Au début de ce Conseil convoqué pour nommer son successeur, elle répond avec douceur. « Ces 24 années ont été des années très fortes. » Le maire : « J’ai mauvais caractère aussi. » K. Regnault : « Les Jean-Claude, je connais ! » (rires dans la salle) Le maire : « Je pense qu’on n’a pas besoin de beaucoup de mots. » (souhaite-t-il qu’elle abrège son intervention ?) K. Regnault : « Je vous remercie tous. Et Jeanne. Merci Jeanne ! » Jeanne, c’est Jeanne Girard, prévue pour lui succéder.

« Nous avons l’habitude de travailler ensemble »

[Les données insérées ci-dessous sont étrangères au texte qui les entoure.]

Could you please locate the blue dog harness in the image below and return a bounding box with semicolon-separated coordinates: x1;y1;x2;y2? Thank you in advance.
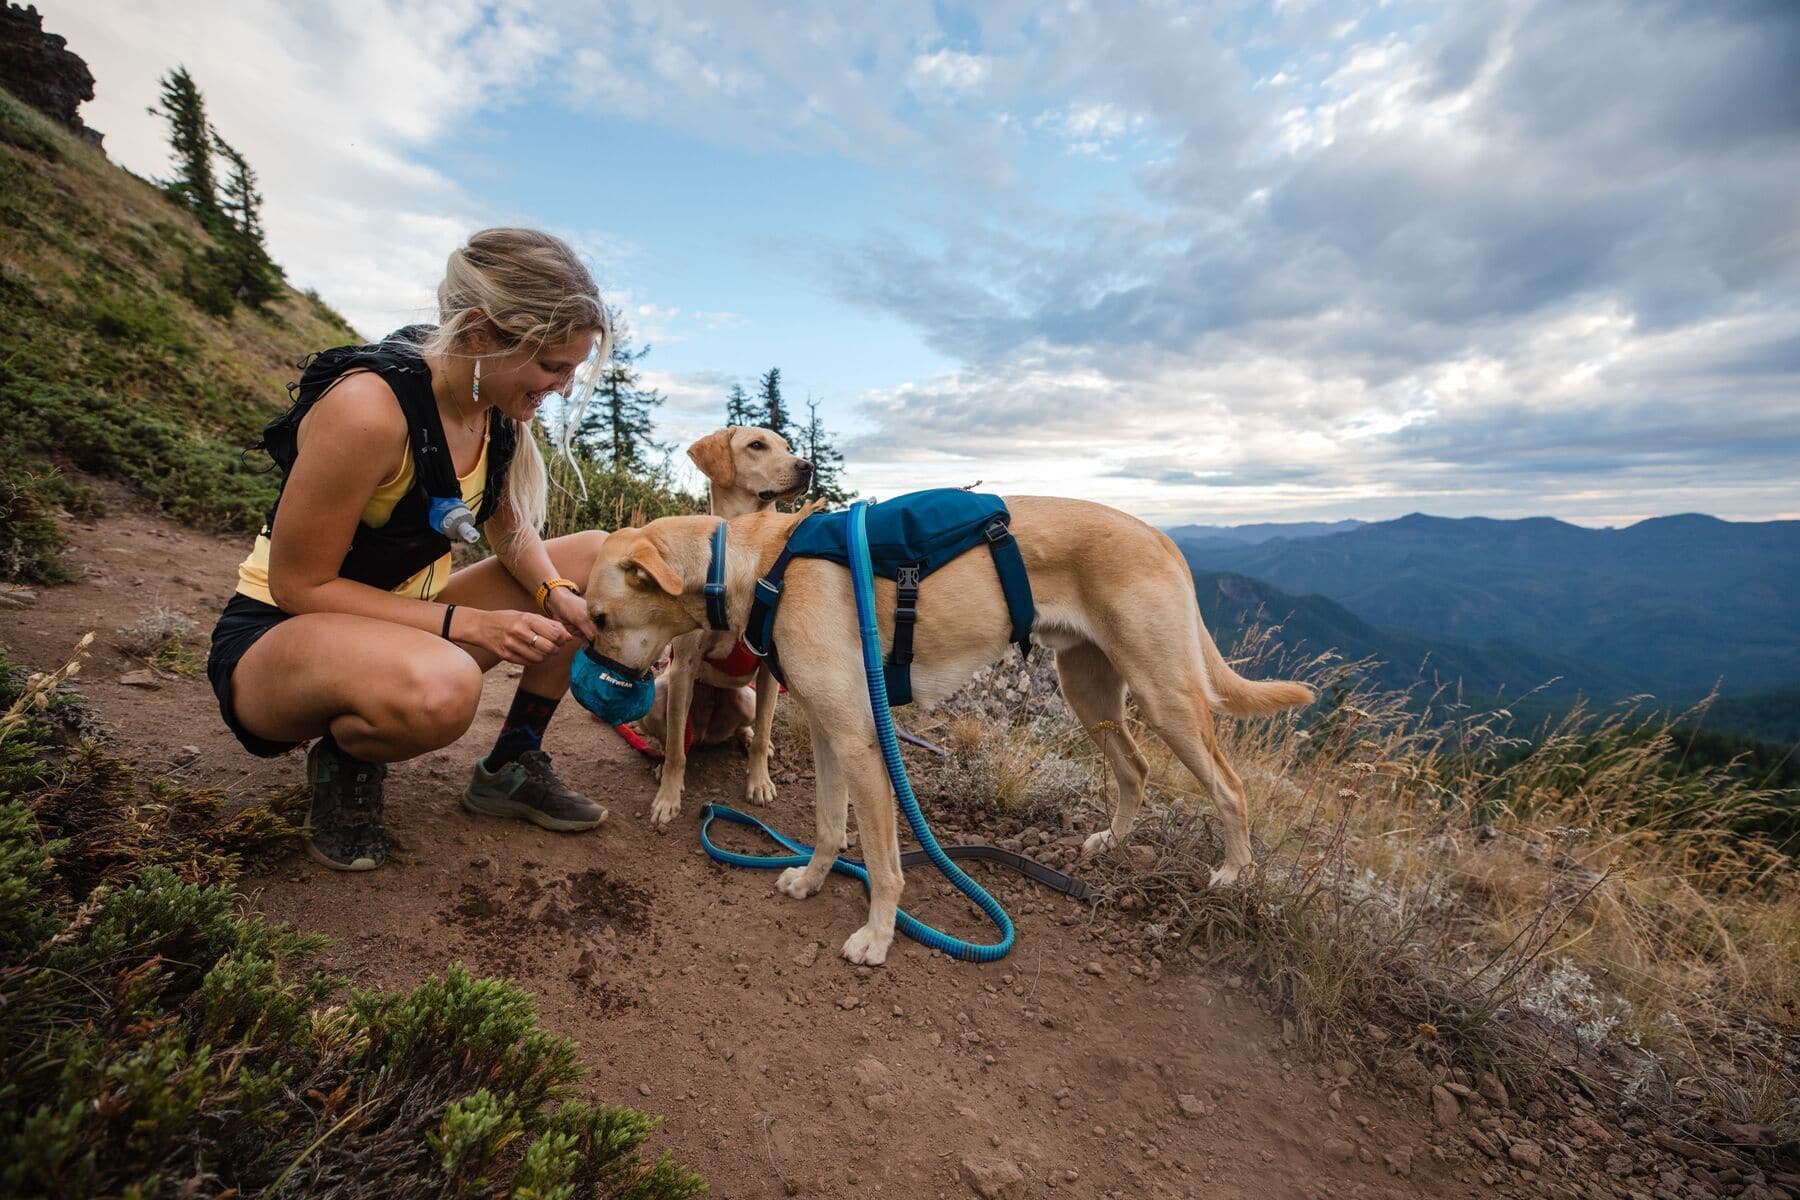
742;490;1036;705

On s’apprête à voter. Jeanne Girard est la seule candidate. Gérard Le Maulf, membre de la « minorité », terme qui remplace celui d’« opposition », souhaite faire une déclaration : « Je vais reprendre ce que nous nous sommes dit hier soir. On aurait pu imaginer que nous présentions un candidat au nom de la minorité. Mais il faut bien dire qu’il n’avait aucune chance d’être élu… Nous aurions pu quand même essayer de marquer le coup. Cependant, nous avons l’habitude de travailler ensemble dans le cadre de ce Conseil et nous approuvons la candidate présentée. De toutes façons, nous continuerons à nous impliquer. » Façon de rendre les armes ? En tous cas, le maire saisit la balle au bond et taquine son opposant quelques minutes plus tard : « Même quand vous n’êtes pas d’accord, vous votez pour. »

Alors que chacun s’avance vers l’urne, il les observe d’un air gourmand. Ce soir, il est ému, dit-il, mais aussi tenté de faire de l’humour : « L’humour, ça fait partie de choses qui m’intéressent », précise-t-il, après s’être amusé à protester contre les journalistes de Ouest France (décidément !) qui le citent sans l’avoir interviewé dans un dossier sur les communes où le maire ne se représentera pas en 2020. « Ils auraient dû venir me demander directement. Je leur aurais dit que je suis indécis, attentif à la situation. Il n’est pas impossible que je me présente à nouveau. » Les membres du Conseil, dont plusieurs ne font pas mystère de leur future candidature, sourient avec bienveillance. Il ajoute : « Dans le fond, j’aime ça. Ça va me manquer », avant d’insister à nouveau sur l’humour « qui explique que j’aie dit ce que j’ai dit. »

« autant de bonheur que j’en ai eu pendant 24 ans »

18 voix sur 18 pour Jeanne Girard, nouvelle première adjointe chargée (entre autres) des affaires sociales. Applaudissements. Jeanne Girard s’avance pour embrasser Katherine Regnault qui dit encore : « Je vous souhaite à tous autant de bonheur que j’en ai eu pendant 24 ans. » Patricia Dugué la remercie au nom des personnels de la mairie. Le maire s’absente pour la raccompagner jusqu’à la porte extérieure.

Autour de la table du Conseil, un silence un peu gêné s’installe. Puis quelques plaisanteries. Puis à nouveau le silence jusqu’au retour du maire. Le mot « bonheur » utilisé par Madame Regnault paraît soudain bien incongru. Oui, cela ressemble comme deux gouttes d’eau à un départ à la retraite dans une entreprise. Un de ces moments qui comptent tellement pour celui qui part, mais aussi pour ceux qui restent. Un moment où chacun se sent encombré de sa propre présence. Un moment qui trahit ce manque de naturel, de spontanéité dont nous faisons tous si souvent preuve dans les moments importants. Et pourtant, nous sommes aujourd’hui Mardi Gras…

Madame Regnault a dit aussi avoir attendu un peu trop longtemps avant de quitter ses fonctions. Que répondre à cela ? On aura finalement plus parlé, ce soir, de la future retraite du maire que de la sienne, vertigineuse, insondable… comme le quotidien si difficile à décrire, dont elle a eu la charge. Il y a un philosophe pour dire cela. Il s’appelle Nicolas Grimaldi et a écrit un « traité de la banalité » et un « traité des solitudes ». Il vit encore, seul évidemment, dans un phare face à Saint-Jean-de-Luz.